Book Travel

How to Make Earth Day Travel Choices Everyday – A Diary by Kasha Sequoia Slavner


Kasha Slavner, the 17 year-old filmmaker and writer behind The Global Sunrise Project knows being a good steward of the environment is an integral part of becoming a good global citizen. After her trip from Toronto to New York City we asked her to share why she felt taking the bus is so important for the environment.

It has become a tradition every March break for the past four years that my mom and I travel down to New York City from Toronto to attend a conference at the United Nations. Since I do not drive yet, and 12 hours is a long haul for mom behind the wheel, we always take the bus. We usually take an overnight schedule so it gives us a full extra day in New York City.

This is me, starting off our trip NYC from downtown Toronto.

As travelers, my mom and I have tried almost every form of transportation: car, plane, train, bus, bike, boat. We both enjoy land travel most.

Bus travel is not only great for taking in the great scenery, but it’s also easier on the environment. The concept of sustainable development is one which meets our current generation’s needs without compromising the future generation’s needs as well.

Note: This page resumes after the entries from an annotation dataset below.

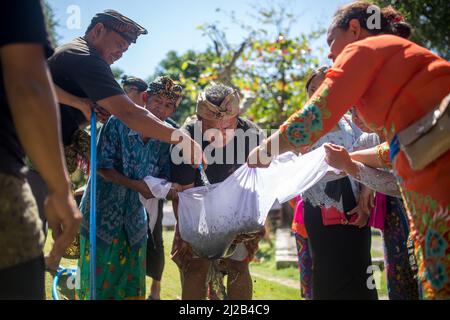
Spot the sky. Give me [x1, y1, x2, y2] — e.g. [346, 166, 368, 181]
[48, 0, 349, 79]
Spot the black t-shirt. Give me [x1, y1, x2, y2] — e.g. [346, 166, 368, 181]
[48, 37, 124, 145]
[0, 0, 53, 177]
[170, 118, 264, 187]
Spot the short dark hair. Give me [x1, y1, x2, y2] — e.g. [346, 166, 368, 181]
[122, 75, 148, 93]
[305, 66, 329, 92]
[205, 83, 234, 106]
[330, 1, 412, 39]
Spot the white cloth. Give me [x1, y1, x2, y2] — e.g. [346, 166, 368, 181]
[178, 147, 338, 259]
[139, 176, 172, 232]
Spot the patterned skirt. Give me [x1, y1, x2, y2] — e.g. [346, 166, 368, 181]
[76, 230, 146, 300]
[383, 196, 419, 300]
[294, 233, 313, 300]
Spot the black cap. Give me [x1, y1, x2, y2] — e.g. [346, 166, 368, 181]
[91, 10, 148, 43]
[122, 76, 148, 92]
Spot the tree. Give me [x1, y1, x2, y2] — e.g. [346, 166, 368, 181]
[43, 1, 59, 47]
[153, 4, 323, 128]
[373, 0, 450, 60]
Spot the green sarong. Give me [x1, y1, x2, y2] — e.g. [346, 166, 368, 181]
[76, 230, 146, 300]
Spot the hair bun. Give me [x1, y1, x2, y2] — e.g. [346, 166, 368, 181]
[392, 21, 412, 39]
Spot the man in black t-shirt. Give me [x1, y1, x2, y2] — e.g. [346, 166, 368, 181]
[171, 84, 264, 300]
[48, 10, 201, 156]
[40, 10, 202, 269]
[0, 0, 81, 300]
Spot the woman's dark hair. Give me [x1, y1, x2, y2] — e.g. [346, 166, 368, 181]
[205, 83, 234, 106]
[305, 66, 329, 92]
[331, 1, 412, 39]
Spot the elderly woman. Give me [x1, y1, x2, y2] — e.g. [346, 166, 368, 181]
[171, 84, 262, 300]
[76, 77, 182, 300]
[248, 1, 450, 299]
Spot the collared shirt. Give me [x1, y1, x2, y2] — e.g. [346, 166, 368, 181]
[80, 117, 170, 247]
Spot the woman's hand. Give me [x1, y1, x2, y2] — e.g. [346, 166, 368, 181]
[323, 143, 352, 171]
[134, 180, 155, 199]
[349, 185, 375, 228]
[323, 143, 358, 177]
[166, 183, 183, 201]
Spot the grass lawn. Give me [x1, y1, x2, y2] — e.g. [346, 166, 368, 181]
[45, 230, 387, 300]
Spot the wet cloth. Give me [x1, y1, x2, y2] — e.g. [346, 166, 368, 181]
[178, 148, 336, 259]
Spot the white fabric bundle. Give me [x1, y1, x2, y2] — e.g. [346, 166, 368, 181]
[178, 147, 338, 259]
[139, 176, 172, 232]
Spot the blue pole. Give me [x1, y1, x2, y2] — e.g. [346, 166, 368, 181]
[89, 110, 97, 300]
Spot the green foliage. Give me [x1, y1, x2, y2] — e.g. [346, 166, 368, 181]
[153, 5, 324, 128]
[42, 1, 59, 47]
[373, 0, 450, 60]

When we choose to travel by bus we are making a more sustainable decision, as one bus full of people can take up to 50 cars off the road, reducing carbon emissions significantly. Greyhound’s buses are powered by clean diesel, low emission engines and transports 18 million passengers each year. Can you imagine if all these passengers had driven their own cars or taken planes? That would leave a huge carbon footprint.

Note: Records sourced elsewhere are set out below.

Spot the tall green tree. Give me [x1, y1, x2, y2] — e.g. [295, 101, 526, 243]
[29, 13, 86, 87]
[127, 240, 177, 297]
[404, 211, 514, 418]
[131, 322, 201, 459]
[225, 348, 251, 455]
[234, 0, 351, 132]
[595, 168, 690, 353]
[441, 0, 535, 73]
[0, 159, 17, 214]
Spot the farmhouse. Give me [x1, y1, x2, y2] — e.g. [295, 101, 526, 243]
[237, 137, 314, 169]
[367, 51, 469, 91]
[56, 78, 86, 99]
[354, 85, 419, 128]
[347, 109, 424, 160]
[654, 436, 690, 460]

  Driving on the Gardiner Expressway, leaving the city. Imagine if all these people took the bus.

The United Nations World Travel Organization says there are 1 billion tourists traveling every year. Every choice we make as travelers collectively can make a huge impact on our world. The choices we make which affect the environment also have a direct impact on our own health too. Environmental wellness is our own wellness. The power is in our hands and wallets – how we choose to spend our money will make a difference. I look at it this way: what we spend our dollars on counts as a vote for what we believe in and want to support. While air transportation may be even faster on long journeys and reduce some of the travel time between Toronto and New York, it is certainly not the most earth-friendly or most economical choice.


The view of the sunrise reminds me how precious our world is.

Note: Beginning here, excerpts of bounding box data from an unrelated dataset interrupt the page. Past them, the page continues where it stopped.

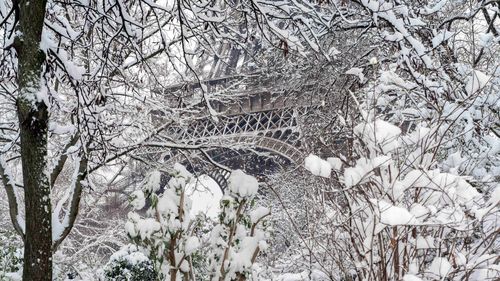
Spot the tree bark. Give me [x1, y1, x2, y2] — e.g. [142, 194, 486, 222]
[14, 0, 52, 281]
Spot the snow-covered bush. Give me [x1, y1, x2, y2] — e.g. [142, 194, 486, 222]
[125, 164, 269, 280]
[103, 245, 157, 281]
[210, 170, 270, 280]
[306, 75, 500, 280]
[0, 231, 23, 280]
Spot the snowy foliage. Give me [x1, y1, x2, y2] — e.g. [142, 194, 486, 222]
[103, 245, 156, 281]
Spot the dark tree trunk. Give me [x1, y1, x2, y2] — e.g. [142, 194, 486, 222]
[14, 0, 52, 281]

As a young journalist, I like to focus on inspiring stories of hope and resilience. The earth is no different. Under the right care, it can flourish and thrive too. Earth Day, April 22nd, is one day where we can collectively make a conscious effort to help our own planet. Let’s not stop there. We can make every day Earth Day in small ways by making choices to travel in ways that are more eco-friendly.

Even en route we can do more. Buses make a few rest stops, which usually offer food along the way. Because most are fast-food outlets my mom and I will typically purchase some healthy snacks ahead of time (like fresh fruit, salads, wraps, Kind bars and the like) instead of buying heavily packaged or fast foods.


Stocking up on some fresh fruit for the return trip home.

To stay hydrated while traveling we also bring along a reusable water bottle. My mom has taught me that we should always leave a place better than how we found it, so we look for facilities to recycle if available along route, or carry any packaging and wrappers in our knapsacks with us back home, rather than throwing everything into the trash bin. This way we can limit the amount of waste that might end up in landfills.

We can also travel in friendlier ways at home, especially in a big city where public transportation is so accessible, or you can walk or cycle somewhere. You’d be surprised at how many people still get in their cars to drive less than a mile to get to the store or drop off their children at school.

A city of millions gives us food for thought about living green, sustainable lives.

Whenever we travel I love sitting by the big picture windows, watching the variety of landscapes and scenes pass me by. As a documentary filmmaker I’m captivated by this continuous footage. It sparks my imagination and inspires me.

Beautiful small rural towns and villages whizz past my window.

On Greyhound’s route between Toronto and New York, there are charming small towns, plenty of forests, and beautiful farm landscapes. Sometimes you’ll see members of the Amish and Mennonite communities traveling on the route as well. A reminder of a simpler way of life. The road is lined with curving pathways and mountains. I love how the same landscapes can change with weather and time of year. It feels like a different journey almost every time we travel.

An advantage of a small town is there’s less traffic to deal with.

These suggestions may seem cliché but they can make a difference, especially if more people make the same choices knowing they will help the planet. So far there’s only one planet we know of that can sustain human life and we’re on it. As inhabitants who share it with all living creatures, it’s our duty to be environmental stewards so we, and future generations, can continue to enjoy the beauty of the earth we love to explore.